A Christian magistrate has been sacked after opposing adoption by gay parents on national television.
Richard Page, who sat on the family bench in Kent, has been struck off for his "biased and prejudiced" views.
He was previously sent for retraining after saying during an adoption hearing that it would be better for a child to be brought up by a mother and father than a same-sex couple.
During a BBC interview in March 2015 he said: "My responsibility as a magistrate, as I saw it, was to do what I considered best for the child, and my feeling was therefore that it would be better if it was a man and woman who were the adopted parents."
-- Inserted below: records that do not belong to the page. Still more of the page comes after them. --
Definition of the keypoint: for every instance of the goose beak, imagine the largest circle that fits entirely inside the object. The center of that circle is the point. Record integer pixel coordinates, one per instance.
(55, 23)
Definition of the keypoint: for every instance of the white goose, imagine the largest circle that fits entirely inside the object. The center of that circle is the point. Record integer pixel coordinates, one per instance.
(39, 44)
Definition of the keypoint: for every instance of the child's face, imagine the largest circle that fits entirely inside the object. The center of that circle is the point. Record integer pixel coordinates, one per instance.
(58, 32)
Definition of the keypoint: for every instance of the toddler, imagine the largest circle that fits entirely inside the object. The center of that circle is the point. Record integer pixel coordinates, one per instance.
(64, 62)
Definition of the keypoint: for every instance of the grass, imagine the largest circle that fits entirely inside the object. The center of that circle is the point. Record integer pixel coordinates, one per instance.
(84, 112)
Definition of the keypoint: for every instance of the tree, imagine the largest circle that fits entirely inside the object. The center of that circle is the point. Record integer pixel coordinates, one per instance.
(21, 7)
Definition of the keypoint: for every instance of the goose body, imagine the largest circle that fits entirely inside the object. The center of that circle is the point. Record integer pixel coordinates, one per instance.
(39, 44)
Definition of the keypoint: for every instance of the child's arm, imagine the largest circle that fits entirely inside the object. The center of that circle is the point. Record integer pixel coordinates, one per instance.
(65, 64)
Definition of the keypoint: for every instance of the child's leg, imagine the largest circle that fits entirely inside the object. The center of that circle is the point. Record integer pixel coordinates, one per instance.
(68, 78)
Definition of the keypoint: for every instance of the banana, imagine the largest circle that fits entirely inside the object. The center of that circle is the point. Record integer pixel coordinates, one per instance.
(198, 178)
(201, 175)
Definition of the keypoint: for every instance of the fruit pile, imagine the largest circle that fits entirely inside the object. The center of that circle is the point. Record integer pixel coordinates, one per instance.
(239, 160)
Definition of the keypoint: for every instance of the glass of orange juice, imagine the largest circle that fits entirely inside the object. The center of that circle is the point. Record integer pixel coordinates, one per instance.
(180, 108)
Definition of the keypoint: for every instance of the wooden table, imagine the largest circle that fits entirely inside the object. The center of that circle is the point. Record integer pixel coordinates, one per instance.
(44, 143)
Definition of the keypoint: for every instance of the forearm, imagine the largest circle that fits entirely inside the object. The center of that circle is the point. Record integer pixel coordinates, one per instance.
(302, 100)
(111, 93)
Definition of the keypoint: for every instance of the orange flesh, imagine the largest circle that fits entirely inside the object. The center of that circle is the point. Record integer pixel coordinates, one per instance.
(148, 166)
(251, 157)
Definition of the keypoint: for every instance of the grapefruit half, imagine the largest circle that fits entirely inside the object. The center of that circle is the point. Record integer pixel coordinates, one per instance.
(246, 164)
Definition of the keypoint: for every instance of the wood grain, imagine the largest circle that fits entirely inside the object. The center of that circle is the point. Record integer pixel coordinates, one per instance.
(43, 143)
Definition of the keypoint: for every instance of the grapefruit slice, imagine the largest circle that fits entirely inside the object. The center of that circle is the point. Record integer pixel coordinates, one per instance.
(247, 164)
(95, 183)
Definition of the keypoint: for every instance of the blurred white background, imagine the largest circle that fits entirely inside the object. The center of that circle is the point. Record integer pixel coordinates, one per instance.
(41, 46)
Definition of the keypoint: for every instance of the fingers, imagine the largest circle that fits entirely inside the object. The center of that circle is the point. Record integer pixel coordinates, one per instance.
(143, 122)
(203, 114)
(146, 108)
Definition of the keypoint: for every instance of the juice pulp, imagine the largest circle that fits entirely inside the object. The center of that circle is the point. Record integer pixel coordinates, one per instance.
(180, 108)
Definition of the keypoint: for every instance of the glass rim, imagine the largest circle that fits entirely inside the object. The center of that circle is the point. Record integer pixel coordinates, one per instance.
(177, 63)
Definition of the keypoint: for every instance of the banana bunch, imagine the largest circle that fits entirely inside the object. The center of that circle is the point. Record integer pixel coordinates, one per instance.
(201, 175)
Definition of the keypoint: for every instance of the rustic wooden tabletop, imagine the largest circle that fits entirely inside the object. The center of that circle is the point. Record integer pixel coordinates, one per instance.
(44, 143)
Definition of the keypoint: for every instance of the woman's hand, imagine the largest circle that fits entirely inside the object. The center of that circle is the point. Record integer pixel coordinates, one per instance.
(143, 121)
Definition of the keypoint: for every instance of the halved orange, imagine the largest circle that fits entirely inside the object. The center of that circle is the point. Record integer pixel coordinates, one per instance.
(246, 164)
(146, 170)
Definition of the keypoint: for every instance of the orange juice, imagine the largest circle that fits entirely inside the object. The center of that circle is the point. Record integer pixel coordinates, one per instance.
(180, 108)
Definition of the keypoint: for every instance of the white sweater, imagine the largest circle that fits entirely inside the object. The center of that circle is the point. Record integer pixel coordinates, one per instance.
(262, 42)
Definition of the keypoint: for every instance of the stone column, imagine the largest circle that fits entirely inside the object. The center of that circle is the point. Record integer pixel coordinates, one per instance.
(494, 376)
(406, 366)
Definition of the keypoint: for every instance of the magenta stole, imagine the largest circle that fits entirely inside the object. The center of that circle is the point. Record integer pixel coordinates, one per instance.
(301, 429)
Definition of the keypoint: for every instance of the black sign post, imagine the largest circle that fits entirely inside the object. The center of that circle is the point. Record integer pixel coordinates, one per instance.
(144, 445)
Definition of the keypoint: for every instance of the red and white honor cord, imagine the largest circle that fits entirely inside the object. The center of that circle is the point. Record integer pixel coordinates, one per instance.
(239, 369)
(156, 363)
A spokesperson for the Judicial Conduct Investigations Office said his comments "would have caused a reasonable person to conclude he was biased and prejudiced against single sex adopters".
The 69-year-old was reprimanded in 2014 after he "allowed himself to be influenced by his religious beliefs and not by the evidence" during the family court hearing.
He was found guilty of serious misconduct which "brought the magistracy into disrepute".
Mr Page criticised the decision as "intolerant" and accused Lord Chancellor Michael Gove of "pandering to the new political orthodoxy".
He said: "As a magistrate, I have to act on the evidence before me and quite simply, I believe that there is not sufficient evidence to convince me that placing a child in the care of a same-sex couple can be as holistically beneficial to a child as placing them with a mum and dad as God and nature intended."
He added: "To punish me and to seek to silence me for expressing a dissenting view is deeply worrying. I shall challenge this decision as it is deeply illiberal and intolerant."
The Christian Legal Centre is supporting Mr Page and said his case has been used "to make a political statement".
Chief executive Andrea Minichiello Williams described the decision as "modern day madness".